Space defecation on the International Space Station isn’t any more convenient right now either, and people who have been up there have frequently cribbed about it. Solid waste is collected inside a container which is shot back at Earth, where it burns up in the atmosphere. Pee gets sucked into bags via a hose with a fan, and then recycled into drinking water for the crew. Luckily, a new toilet for the International Space Station is already in the works.

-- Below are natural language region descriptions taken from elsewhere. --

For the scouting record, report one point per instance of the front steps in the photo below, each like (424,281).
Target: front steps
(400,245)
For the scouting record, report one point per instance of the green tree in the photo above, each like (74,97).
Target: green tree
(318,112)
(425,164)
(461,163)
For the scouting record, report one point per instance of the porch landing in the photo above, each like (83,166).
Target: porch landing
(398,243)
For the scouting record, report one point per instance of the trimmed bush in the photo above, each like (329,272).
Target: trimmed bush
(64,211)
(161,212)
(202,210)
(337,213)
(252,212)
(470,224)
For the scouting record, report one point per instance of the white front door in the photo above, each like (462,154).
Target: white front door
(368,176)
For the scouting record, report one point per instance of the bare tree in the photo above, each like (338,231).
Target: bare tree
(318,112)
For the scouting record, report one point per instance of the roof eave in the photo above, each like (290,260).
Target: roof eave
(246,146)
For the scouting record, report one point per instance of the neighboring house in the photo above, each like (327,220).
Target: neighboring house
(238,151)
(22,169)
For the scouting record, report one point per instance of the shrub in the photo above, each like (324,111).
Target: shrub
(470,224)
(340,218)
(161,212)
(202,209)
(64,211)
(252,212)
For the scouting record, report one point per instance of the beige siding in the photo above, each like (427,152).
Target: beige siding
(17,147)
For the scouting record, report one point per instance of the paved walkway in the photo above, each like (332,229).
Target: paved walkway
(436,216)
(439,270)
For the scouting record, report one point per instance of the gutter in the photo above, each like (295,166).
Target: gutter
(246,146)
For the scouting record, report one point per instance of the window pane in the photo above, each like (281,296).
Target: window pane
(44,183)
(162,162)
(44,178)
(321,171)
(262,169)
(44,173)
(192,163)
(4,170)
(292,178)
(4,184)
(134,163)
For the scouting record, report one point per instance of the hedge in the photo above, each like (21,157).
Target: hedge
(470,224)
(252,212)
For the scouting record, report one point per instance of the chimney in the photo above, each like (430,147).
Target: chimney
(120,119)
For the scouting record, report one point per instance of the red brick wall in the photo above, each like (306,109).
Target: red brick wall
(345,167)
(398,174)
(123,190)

The last time humans went up to the surface of the moon in 1972, they had all been wearing diapers. Inside the spacecraft, astronauts peed into roll-on cuffs and pooped into a bag, and used space diapers when they left their spacecraft in their big bulky spacesuits. "Defecation and urination have been bothersome aspects of space travel from the beginning of manned space flight,” said an official NASA report. In fact, in a particularly bizarre incident on the 1969 Apollo 10 mission, a fragment of poop even escaped and floated into the cramped cabin where the astronauts were. "There's a turd floating through the air,” is a legendary sentence from a 50-year-old mystery that still haunts NASA.

In 2017, NASA had launched another challenge with HeroX to design a way to poop inside a spacesuit without a diaper, which was won by a US air force surgeon. The toilet isn’t the prime focus of their moon mission, added Interbartolo. “We’re not going back to the moon so we can say we pooped on the moon, but we don’t want an Apollo situation either.”